Soua Dao Thao has never met a special investigator from the United Nations. But on Wednesday, the soft-spoken St. Paul man wept as he asked one to help the Hmong people who are haunted today because their family members were exhumed from graves.

"I ask that the United Nations seek the truth about what has happened to my mother's petrified body in Thailand," said Thao, at an unusual hearing at the University of Minnesota.

"I took a small piece of cloth that fell off her body as they carried her away ... and a sample of her hair," he explained. "Today those two items are the only things I have to mark what she went through."

Thao was among hundreds of Hmong from the Twin Cities, and some from around the country, who attended a hearing with James Anaya, the U.N.'s rapporteur on indigenous people's issues. Anaya was here to gather information on one of the most emotional issues in the Hmong community worldwide -- the desecration of more than 900 Hmong graves in 2005 at a Buddhist monastery where thousands of Hmong refugees had been living.

The incident prompted two St. Paul delegations to travel to Thailand last year and investigate the matter, and the University of Minnesota's Human Rights Program to draft a complaint to the U.N. on behalf of Hmong families.

On the surface, a three-year-old case about graves being dug up in Thailand may not seem like a classic international human rights case.
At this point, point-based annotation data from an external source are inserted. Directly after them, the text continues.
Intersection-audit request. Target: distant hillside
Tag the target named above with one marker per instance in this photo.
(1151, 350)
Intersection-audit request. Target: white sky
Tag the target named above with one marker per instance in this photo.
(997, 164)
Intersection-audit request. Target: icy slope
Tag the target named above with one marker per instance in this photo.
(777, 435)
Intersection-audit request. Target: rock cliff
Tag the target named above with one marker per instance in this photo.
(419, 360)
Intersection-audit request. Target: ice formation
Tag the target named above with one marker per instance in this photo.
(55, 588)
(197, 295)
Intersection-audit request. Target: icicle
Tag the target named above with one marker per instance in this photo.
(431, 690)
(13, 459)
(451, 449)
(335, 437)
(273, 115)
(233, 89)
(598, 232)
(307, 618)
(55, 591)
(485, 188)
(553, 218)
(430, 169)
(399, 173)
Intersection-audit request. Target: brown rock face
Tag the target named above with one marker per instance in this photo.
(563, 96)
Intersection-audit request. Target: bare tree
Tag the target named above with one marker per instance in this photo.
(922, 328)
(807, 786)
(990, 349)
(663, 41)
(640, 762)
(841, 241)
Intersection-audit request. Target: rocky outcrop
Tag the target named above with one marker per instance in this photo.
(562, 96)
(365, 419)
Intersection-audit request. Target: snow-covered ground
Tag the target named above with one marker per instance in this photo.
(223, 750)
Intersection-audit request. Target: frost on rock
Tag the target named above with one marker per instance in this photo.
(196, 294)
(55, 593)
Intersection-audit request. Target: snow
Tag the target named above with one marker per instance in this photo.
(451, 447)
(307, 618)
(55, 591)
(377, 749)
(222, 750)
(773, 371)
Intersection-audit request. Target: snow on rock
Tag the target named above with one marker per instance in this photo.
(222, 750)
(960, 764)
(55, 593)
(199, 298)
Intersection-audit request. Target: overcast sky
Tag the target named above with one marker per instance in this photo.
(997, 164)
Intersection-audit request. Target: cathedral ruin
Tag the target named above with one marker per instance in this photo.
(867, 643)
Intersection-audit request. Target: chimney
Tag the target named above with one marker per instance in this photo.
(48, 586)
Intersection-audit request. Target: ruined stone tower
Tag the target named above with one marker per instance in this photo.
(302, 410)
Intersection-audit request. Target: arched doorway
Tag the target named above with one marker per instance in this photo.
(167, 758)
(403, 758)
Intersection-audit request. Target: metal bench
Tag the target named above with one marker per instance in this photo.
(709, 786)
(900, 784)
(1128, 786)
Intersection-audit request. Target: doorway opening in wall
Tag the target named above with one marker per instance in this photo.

But legal experts testified it was a serious violation of the cultural and religious rights of the Hmong people, and part of a broader pattern of discrimination against Hmong in Asia.

More important, the grave desecrations go to the core of the Hmong people's spiritual beliefs, they said. Disrupting a grave, and pulling the bones out of bodies, is "worse than committing a murder," said one Hmong witness.

Hmong tradition holds that people have several spirits, one of which guards the place they are buried, two shamans explained to Anaya, who is a University of Arizona law professor. When that place is upset, the disturbed spirit can cause illness -- and even death -- among the living.

Several people told Anaya that their loved ones had returned to them in dreams and nightmares. Others attributed family illnesses, and even a death, to disturbed spirits.

"My children tell me all the time that they see my parents' ghosts around the house," testified Lee Yang, of St. Paul. "My children are constantly in fear of my parents' haunting."

The case is different from others that Anaya is reviewing. He said he just returned from Brazil, where he investigated charges that indigenous people were being pushed off their land to make way for dams. He also recently visited Nepal, where indigenous leaders asked him to investigate their lack of opportunities for political participation in all levels of government.

The Hmong allegations, though very different, were "disturbing," he said.

"What I've heard today are accounts that are very serious -- assaults to a culture, assaults to a people," he told the crowd filling the auditorium at Coffman Memorial Union, many listening on headphones that translated the discussion from English to Hmong.

Anaya said he would investigate the matter in the months ahead, as well as make recommendations, in a report to the U.N. Human Rights Council later next year.

Fixing the problem will not be simple, Hmong leaders said. There is no traditional ceremony to rebury someone in Hmong culture, so a spiritual solution remains elusive.

On the political side, witnesses called for an official apology from the Thai government and information on the whereabouts of all the missing bodies. Some Hmong even asked for DNA testing on the bodies already recovered to make sure they are properly identified, and the return of those bodies to family members.

"I want you to know that even when we die, this won't be over," said Lia Thao, of St. Paul "Because our children will carry on [the fight]."

Barb Frey, director of the human rights program at the University of Minnesota, said continued U.N. pressure on the government of Thailand is important to make sure such incidents don't occur in the future.

"It's a great honor, and unusual, to get a representative from the United Nations to come and listen to the case," she said.